12. En dernier lieu, les requérants soutiennent que la mise en place d’un système STAN mal étalonné constitue un manquement fautif de nature à engager la responsabilité du centre hospitalier. Toutefois, en l’absence d’anomalie significative du rythme cardiaque fœtal -potentiellement pathologique-, au moment de sa mise en place, le système STAN ne peut être regardé comme ayant été mal étalonné. En tout état de cause, il est constant que la mise en place du système STAN, qui constitue une méthode de 2ème ligne utilisée dans le but de détecter la survenue d’une acidose durant le travail, ne limite pas l’interprétation du RCF, à laquelle il ne se substitue pas. Dans ces conditions, aucune faute ne peut être reprochée au centre hospitalier de Chalon-sur-Saône dans la surveillance du travail de Mme J, notamment en ce qui concerne l’enregistrement du RCF.
13. Il résulte de tout ce qui précède que les requérants ne sont pas fondés à rechercher la responsabilité du centre hospitalier de Chalon-sur-Saône sur le fondement des dispositions du I de l’article L. 1142-1 du code de la santé publique.
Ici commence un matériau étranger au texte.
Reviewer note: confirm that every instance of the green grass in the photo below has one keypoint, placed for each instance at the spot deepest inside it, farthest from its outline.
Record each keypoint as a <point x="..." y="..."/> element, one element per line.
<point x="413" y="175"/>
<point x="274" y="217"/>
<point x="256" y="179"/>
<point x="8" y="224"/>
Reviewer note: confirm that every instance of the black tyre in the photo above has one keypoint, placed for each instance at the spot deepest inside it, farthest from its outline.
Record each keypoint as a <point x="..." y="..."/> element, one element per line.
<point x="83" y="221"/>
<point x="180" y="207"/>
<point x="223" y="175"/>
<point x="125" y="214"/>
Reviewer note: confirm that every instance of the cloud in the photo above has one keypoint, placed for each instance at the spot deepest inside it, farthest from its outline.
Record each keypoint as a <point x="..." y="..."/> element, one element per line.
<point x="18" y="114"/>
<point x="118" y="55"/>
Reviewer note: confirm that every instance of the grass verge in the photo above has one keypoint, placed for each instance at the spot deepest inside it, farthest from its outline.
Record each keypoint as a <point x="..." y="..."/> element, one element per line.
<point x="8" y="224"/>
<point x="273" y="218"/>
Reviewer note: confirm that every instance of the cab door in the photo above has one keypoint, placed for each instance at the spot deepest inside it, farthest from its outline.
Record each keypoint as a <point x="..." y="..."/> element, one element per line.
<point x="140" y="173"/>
Par suite, et sans qu’il soit besoin d’ordonner une nouvelle expertise médicale, les conclusions à fin de condamnation présentées par Mme J et M. H doivent être rejetées.
Sur les conclusions présentées par la CPAM de la Côte d’Or :
14. Il résulte de ce qui a été dit ci-dessus qu’en l’absence de tiers responsable, il n’y a pas lieu de faire droit aux conclusions de la CPAM de la Côte-d’Or.
Sur les frais liés au litige :
En ce qui concerne les dépens :
15. Il y a lieu, dans les circonstances particulières de l’espèce, de mettre les frais de l’expertise médicale, taxés et liquidés à la somme de 3 635,80 euros par une ordonnance du président du tribunal administratif de Dijon du 12 mai 2022, pour moitié à la charge définitive du centre hospitalier de Chalon-sur-Saône et, pour l’autre moitié, à la charge définitive des requérants.
En ce qui concerne les frais exposés par les parties et non compris dans les dépens :
16. Les dispositions de l’article L. 761-1 du code de justice administrative font obstacle à ce que soit mise à la charge du centre hospitalier de Chalon-sur-Saône, qui n’est pas dans la présente instance la partie perdante, la somme que demandent les requérants au titre des frais exposés et non compris dans les dépens.
DECIDE :
Article 1er : La requête de Mme J et M. H est rejetée.
Article 2 : Les conclusions présentées par la CPAM de la Côte-d’Or sont rejetées.
Article 3 : Les frais de l’expertise, taxés et liquidés à la somme de 3 635,80 euros, sont mis à la charge définitive, pour moitié, du centre hospitalier de Chalon-sur-Saône et, pour l’autre moitié, à la charge de Mme J et M. H.
Article 4 : Le présent jugement sera notifié à Mme K J et M. B H, au centre hospitalier de Chalon-sur-Saône et à la caisse primaire d’assurance maladie de la Côte-d’Or.
Une copie de ce jugement sera transmise, pour information, à la MGEN et à MM. Rayet et Boyer de Latour, experts.
Délibéré après l’audience du 20 février 2025 à laquelle siégeaient :
— M. Boissy, président,
— Mme Desseix, première conseillère,
— Mme Bois, première conseillère.
Rendu public par mise à disposition au greffe le 28 mars 2025.
La rapporteure,
M. DesseixLe président,
L. Boissy
La greffière,
M. Garces
La République mande et ordonne à la ministre du travail, de la santé, des solidarités et des familles, en ce qui la concerne, ou à tous commissaires de justice à ce requis, en ce qui concerne les voies de droit commun contre les parties privées, de pourvoir à l’exécution de la présente décision.